A few weeks ago I was invited to a weekend camp in the middle of the woods to speak to a group of students who are part of the Youth Leadership Society of British Columbia. These youth spent their weekend pitching tents, attending workshops and brainstorming ideas for how to turn their dream projects of helping others, including the environment, into reality. It was a classic case of youth leading youth. During my workshop I was able to share my own leadership journey with kids ranging in age from 12 to 18. With that many youth leaders and potential leaders in the room the energy was palpable. These weren't kids who needed motivating or coaxing into the world of advocating for causes they felt passionate about; this was a case of young people looking for ways to help see their dreams realized and looking for suggestions about how they could implement the action portions of their projects.
Having been exposed to so many great leaders in my own life I reminded this group that "great leaders don't set out to be leaders, they set out to make a difference". I asked them to think about people in their own lives who they considered to be leaders. In almost every case it was "ordinary" people in their lives who had gone to extraordinary lengths to make these kids feel special or appreciated: a teacher, a friend, a parent. I encouraged them to remember to turn to those people in their lives for feedback, for advice, for ideas and for encouragement. Afterall, it's not the people in our lives with the most celebrity, the most trophies or the most money who make a difference in the world. If you can find a passion, imagine the possibilities and imagine a positive future you can be a great leader. Leadership isn't about personality, it's about behaviour.

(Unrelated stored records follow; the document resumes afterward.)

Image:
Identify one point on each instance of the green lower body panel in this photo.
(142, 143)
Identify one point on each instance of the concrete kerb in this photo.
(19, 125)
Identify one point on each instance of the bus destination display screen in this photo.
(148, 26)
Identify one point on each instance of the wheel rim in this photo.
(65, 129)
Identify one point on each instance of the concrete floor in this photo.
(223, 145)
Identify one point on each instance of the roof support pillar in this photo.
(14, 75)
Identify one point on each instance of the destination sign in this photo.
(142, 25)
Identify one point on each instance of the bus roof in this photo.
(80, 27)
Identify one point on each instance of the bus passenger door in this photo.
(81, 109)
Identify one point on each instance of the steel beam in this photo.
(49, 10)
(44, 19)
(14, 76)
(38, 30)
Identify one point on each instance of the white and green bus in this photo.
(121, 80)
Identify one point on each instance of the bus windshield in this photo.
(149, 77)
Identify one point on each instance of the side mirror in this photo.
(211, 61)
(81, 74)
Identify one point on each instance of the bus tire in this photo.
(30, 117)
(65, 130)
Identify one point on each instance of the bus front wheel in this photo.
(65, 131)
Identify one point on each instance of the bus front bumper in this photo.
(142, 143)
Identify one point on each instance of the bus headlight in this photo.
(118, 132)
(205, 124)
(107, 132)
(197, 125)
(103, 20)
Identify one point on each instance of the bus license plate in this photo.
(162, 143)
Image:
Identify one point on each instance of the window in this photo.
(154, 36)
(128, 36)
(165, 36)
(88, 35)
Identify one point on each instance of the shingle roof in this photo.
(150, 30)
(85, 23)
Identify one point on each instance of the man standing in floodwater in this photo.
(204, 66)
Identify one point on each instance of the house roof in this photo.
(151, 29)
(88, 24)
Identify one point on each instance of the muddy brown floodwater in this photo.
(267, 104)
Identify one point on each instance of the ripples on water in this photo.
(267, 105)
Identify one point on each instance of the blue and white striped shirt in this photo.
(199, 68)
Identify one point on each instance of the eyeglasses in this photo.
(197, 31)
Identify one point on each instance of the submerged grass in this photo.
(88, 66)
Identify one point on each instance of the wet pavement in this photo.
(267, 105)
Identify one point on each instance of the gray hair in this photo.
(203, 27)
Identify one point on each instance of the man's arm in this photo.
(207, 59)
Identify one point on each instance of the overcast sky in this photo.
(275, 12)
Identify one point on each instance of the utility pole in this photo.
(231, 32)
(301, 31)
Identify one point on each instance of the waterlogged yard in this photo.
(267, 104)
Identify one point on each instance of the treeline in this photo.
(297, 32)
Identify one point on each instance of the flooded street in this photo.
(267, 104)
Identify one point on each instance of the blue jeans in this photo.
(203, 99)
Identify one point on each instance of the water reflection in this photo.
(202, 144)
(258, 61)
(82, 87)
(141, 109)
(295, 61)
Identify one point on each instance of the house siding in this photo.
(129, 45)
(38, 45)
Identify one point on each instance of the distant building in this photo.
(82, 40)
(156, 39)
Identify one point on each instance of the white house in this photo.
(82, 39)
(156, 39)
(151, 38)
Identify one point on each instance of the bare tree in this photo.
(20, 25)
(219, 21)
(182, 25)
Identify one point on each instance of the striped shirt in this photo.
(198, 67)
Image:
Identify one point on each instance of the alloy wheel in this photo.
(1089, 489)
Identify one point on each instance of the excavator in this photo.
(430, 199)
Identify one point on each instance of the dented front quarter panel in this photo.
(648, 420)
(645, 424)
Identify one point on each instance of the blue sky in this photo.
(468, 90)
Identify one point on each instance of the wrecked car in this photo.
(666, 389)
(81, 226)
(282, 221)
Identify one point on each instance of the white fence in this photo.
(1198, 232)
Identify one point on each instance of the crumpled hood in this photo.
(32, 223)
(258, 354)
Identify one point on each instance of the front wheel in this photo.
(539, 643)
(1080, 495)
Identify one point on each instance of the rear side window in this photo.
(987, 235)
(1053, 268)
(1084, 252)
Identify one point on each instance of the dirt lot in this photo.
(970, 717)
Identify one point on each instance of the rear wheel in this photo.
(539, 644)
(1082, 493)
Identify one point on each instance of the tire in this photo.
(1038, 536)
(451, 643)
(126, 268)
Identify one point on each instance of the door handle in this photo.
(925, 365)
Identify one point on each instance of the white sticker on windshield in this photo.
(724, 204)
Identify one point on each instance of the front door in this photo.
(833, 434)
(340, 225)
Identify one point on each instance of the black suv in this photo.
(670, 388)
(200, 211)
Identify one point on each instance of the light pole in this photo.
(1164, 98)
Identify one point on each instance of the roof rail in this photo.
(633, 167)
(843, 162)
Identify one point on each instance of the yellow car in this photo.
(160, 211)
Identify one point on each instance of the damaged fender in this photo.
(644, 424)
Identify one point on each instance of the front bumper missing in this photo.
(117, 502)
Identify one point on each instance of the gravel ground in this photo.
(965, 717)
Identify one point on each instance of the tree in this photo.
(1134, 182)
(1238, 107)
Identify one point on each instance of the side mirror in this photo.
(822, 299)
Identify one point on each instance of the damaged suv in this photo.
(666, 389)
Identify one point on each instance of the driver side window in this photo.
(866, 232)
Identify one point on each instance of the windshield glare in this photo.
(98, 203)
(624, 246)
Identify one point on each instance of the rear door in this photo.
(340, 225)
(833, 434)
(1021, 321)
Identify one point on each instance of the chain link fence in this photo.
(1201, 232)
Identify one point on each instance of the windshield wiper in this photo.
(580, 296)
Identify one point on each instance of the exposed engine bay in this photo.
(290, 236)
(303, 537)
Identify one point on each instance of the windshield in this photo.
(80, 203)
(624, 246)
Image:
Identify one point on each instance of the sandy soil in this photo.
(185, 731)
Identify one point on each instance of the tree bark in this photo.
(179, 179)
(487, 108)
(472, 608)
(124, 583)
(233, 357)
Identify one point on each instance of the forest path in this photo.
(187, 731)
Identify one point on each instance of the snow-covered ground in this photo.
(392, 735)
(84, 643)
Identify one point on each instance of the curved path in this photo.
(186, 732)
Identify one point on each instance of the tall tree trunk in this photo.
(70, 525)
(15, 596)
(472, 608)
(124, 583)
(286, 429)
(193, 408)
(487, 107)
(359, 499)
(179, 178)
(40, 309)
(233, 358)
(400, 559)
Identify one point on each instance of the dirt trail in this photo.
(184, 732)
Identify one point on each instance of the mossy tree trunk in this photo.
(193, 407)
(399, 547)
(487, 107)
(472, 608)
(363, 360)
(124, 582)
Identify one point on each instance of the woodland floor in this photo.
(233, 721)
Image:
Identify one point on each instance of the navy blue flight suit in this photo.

Leadership can be very personal. One person's idea of what makes a great leader may not be someone else's idea of what a good leader looks like. And the road to leadership can look very different as well. For some it's an accidental journey while for others it's quite deliberate. Regardless of which road you take you have to keep in mind that people won't believe in your message unless they believe in the messenger. You're going to have to have some qualities like integrity, forward thinking, competence and the ability to inspire in order to become a leader and see your projects realized. As is often the case after attending a presentation like this, I walked away feeling inspired and fortunate to meet so many other youth who feel passionately about so many different causes but most importantly, I felt encouraged about the future and the possibilities that I'm certain so many of these youth will see realized.